Processive kinetics in the three-step lanosterol 14α-demethylation reaction catalyzed by human cytochrome P450 51A1.

Cytochrome P450 (P450, CYP) family 51 enzymes catalyze the 14α-demethylation of sterols, leading to critical products used for membranes and the production of steroids, as well as signaling molecules. In mammals, P450 51 catalyzes the 3-step, 6-electron oxidation of lanosterol to form (4ß,5α)-4,4-dimethyl-cholestra-8,14,24-trien-3-ol (FF-MAS).
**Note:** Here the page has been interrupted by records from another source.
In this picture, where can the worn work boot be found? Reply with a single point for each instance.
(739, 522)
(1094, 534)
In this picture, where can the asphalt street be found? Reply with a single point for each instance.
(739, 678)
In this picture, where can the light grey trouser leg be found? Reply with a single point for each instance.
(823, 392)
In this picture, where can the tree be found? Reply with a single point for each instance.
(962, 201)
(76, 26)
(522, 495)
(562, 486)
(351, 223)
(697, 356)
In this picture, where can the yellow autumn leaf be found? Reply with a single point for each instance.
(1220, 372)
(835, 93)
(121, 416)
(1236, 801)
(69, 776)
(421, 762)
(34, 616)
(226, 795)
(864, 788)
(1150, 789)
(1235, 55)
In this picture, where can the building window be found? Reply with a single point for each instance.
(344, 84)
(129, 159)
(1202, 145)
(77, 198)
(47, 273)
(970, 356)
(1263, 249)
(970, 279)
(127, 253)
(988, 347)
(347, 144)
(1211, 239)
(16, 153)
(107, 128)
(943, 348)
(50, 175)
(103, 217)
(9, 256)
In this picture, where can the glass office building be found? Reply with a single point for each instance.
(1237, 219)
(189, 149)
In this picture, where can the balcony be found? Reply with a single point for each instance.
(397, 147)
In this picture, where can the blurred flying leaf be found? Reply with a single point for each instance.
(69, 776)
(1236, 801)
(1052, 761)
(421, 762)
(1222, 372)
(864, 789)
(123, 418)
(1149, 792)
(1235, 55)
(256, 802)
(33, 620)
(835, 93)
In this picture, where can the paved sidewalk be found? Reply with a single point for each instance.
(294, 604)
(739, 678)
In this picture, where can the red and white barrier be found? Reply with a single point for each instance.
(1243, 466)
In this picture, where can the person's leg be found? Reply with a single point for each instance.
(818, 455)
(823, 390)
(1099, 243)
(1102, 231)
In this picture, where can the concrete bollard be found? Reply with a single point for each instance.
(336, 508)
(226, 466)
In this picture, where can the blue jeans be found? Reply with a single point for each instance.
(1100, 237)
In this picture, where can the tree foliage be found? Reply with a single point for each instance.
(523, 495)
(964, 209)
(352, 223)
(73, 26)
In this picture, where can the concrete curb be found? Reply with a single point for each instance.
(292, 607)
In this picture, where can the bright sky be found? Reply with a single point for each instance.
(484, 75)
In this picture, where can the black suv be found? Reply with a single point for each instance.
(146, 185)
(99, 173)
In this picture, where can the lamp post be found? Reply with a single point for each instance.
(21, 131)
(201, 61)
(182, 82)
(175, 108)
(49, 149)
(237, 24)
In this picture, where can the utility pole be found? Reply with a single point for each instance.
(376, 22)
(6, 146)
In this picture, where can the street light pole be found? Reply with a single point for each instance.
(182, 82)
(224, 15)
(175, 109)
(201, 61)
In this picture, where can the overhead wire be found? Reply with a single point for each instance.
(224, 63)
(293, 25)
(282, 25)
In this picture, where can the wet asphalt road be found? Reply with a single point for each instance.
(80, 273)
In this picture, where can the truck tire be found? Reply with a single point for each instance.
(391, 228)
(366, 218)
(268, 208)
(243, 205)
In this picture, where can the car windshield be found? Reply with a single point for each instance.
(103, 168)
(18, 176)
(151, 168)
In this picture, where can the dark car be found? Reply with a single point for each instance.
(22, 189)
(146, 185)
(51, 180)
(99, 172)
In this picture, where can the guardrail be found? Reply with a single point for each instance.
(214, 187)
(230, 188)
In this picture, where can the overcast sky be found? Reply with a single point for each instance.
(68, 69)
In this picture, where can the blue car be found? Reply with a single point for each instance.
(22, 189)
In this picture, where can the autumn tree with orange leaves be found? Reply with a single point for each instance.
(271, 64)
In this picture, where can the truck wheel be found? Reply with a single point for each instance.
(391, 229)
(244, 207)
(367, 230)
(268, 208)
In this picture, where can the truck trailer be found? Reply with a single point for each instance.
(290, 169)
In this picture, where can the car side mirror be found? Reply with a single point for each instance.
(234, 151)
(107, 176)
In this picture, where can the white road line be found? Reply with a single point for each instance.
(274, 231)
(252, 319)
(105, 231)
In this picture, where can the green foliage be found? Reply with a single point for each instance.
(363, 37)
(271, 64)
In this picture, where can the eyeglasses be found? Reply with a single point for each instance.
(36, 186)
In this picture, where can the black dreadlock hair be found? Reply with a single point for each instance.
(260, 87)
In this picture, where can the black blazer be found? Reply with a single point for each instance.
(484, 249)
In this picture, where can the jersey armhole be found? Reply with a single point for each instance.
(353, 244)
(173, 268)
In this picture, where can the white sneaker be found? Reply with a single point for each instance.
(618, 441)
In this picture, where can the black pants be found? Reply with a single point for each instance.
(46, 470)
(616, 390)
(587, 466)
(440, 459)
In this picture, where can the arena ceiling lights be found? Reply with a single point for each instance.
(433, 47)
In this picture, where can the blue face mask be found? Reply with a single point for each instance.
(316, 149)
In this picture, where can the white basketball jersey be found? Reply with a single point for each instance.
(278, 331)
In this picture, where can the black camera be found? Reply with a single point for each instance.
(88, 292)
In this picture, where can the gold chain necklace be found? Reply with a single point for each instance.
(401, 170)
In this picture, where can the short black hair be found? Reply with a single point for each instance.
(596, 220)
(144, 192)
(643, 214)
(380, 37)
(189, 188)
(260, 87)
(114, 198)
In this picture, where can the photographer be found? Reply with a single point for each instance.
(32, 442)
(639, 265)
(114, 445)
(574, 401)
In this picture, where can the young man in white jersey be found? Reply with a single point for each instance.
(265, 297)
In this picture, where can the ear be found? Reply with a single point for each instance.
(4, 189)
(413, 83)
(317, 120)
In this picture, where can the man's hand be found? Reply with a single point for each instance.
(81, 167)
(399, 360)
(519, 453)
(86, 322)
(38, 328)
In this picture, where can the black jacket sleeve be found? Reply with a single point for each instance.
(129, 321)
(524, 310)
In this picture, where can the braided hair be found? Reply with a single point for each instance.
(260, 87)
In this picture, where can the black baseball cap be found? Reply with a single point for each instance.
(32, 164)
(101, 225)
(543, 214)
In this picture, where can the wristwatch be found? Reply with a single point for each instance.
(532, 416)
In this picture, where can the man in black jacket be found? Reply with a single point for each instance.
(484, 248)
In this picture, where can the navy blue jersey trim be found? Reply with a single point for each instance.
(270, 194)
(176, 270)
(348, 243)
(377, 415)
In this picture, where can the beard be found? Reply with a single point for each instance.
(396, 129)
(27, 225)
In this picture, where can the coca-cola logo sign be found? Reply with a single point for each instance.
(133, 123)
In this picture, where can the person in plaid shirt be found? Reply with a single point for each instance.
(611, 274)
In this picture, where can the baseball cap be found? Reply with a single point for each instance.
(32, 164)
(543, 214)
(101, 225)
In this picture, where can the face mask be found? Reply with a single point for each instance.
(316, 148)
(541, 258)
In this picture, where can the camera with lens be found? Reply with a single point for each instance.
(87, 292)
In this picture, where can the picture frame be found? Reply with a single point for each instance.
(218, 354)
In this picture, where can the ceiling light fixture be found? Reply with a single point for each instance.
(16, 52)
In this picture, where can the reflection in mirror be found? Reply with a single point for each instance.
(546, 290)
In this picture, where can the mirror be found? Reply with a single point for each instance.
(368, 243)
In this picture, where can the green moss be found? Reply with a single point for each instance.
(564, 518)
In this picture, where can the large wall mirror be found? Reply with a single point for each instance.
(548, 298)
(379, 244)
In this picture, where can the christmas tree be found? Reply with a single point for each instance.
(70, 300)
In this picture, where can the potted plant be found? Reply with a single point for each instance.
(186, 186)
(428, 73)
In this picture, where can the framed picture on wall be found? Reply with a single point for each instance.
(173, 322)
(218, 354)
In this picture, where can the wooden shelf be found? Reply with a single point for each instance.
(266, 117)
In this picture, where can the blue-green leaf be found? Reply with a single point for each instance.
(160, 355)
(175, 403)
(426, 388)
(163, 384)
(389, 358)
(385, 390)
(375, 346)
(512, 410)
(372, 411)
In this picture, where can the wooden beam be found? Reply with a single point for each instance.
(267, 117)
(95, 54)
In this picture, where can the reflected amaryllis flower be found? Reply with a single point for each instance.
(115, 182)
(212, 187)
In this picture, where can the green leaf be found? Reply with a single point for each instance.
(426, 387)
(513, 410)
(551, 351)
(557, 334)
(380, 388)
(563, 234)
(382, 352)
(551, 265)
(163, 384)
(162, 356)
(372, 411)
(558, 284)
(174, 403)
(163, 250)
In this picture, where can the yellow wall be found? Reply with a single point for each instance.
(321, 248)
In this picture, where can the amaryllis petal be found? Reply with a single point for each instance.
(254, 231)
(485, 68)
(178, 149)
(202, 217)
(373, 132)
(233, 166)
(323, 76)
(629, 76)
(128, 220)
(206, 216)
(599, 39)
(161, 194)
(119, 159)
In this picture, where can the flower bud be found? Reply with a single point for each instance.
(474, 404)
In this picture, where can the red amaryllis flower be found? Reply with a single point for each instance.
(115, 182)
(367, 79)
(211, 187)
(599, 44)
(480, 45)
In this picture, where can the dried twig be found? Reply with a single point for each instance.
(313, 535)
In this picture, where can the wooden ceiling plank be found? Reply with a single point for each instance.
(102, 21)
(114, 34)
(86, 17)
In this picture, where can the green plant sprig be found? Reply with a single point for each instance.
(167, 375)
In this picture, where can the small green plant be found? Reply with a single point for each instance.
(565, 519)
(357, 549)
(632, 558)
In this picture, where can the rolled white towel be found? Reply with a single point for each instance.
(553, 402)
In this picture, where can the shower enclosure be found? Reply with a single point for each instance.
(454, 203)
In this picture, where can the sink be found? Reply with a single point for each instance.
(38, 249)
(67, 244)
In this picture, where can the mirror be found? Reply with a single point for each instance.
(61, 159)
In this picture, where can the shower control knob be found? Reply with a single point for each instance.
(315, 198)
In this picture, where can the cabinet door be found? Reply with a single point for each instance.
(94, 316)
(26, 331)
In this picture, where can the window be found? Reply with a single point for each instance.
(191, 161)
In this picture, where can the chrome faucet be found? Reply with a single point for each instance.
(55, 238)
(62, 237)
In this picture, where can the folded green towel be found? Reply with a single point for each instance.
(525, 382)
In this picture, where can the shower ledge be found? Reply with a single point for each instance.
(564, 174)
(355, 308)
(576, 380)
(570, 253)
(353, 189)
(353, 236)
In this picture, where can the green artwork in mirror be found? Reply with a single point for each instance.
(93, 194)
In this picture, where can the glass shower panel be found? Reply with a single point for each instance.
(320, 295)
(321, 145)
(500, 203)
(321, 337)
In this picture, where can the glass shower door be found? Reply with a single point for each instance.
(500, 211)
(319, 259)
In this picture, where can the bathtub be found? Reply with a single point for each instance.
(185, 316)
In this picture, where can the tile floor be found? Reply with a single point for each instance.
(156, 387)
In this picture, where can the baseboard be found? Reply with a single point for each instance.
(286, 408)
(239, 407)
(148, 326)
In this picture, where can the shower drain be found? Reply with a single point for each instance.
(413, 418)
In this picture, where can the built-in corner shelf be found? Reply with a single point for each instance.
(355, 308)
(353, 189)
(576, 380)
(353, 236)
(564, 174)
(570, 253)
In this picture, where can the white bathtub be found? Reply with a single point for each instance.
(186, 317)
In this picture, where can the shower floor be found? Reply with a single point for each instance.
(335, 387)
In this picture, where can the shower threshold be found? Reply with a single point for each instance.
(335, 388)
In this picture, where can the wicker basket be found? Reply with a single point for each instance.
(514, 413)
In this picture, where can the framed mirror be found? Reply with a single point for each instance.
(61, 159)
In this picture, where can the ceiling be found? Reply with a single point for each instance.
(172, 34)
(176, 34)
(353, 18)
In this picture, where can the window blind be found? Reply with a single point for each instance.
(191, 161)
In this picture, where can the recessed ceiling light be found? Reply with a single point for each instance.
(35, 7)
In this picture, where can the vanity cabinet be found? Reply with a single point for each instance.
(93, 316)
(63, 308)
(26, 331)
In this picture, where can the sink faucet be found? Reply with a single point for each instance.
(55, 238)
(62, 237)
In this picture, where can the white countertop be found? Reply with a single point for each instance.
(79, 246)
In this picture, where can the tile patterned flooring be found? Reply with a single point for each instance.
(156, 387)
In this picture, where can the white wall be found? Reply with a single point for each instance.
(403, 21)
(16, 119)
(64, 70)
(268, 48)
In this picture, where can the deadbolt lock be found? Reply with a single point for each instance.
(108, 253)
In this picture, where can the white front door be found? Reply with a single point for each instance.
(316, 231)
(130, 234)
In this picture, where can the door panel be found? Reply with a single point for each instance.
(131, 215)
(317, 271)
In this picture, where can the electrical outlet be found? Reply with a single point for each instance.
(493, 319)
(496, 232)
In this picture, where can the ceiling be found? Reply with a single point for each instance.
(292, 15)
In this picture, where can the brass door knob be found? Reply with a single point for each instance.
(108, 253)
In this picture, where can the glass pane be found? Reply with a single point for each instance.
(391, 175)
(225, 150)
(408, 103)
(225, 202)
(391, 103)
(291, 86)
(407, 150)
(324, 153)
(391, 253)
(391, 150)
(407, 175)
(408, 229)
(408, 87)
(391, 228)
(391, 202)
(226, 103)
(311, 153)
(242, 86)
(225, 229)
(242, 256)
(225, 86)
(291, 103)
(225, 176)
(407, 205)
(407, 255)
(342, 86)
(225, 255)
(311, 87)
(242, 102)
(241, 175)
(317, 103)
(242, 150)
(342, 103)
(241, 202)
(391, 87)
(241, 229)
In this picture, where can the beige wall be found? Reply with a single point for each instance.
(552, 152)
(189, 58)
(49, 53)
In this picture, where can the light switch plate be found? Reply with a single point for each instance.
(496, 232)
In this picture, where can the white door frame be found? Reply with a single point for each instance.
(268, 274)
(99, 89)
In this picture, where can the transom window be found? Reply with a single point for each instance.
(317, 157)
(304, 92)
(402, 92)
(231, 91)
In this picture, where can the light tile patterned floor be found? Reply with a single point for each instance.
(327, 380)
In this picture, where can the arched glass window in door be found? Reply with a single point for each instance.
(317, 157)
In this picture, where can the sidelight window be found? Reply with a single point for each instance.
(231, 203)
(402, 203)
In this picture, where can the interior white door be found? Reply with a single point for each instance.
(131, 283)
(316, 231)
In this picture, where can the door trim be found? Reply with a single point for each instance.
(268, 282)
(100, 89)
P450 51A1 can also use 24,25-dihydrolanosterol (a natural substrate in the Kandutsch-Russell cholesterol pathway). 24,25-Dihydrolanosterol and the corresponding P450 51A1 reaction intermediates, the 14α-alcohol and -aldehyde derivatives of dihydrolanosterol, were synthesized to study the kinetic processivity of the overall 14α-demethylation reaction of human P450 51A1. A combination of steady-state kinetic parameters, steady-state binding constants, dissociation rates of P450-sterol complexes, and kinetic modeling of the time course of oxidation of a P450-dihydrolanosterol complex showed that the overall reaction is highly processive, with koff rates of P450 51A1-dihydrolanosterol and the 14α-alcohol and 14α-aldehyde complexes being 1 to 2 orders of magnitude less than the forward rates of competing oxidations. epi-Dihydrolanosterol (the 3α-hydroxy analog) was as efficient as the common 3ß-hydroxy isomer in the binding and formation of dihydro FF-MAS. The common lanosterol contaminant dihydroagnosterol was found to be a substrate of human P450 51A1, with roughly one-half the activity of dihydrolanosterol. Steady-state experiments with 14α-methyl deuterated dihydrolanosterol showed no kinetic isotope effect, indicating that C-14α C-H bond breaking is not rate-limiting in any of the individual steps. The high processivity of this reaction generates higher efficiency and also renders the reaction less sensitive to inhibitors.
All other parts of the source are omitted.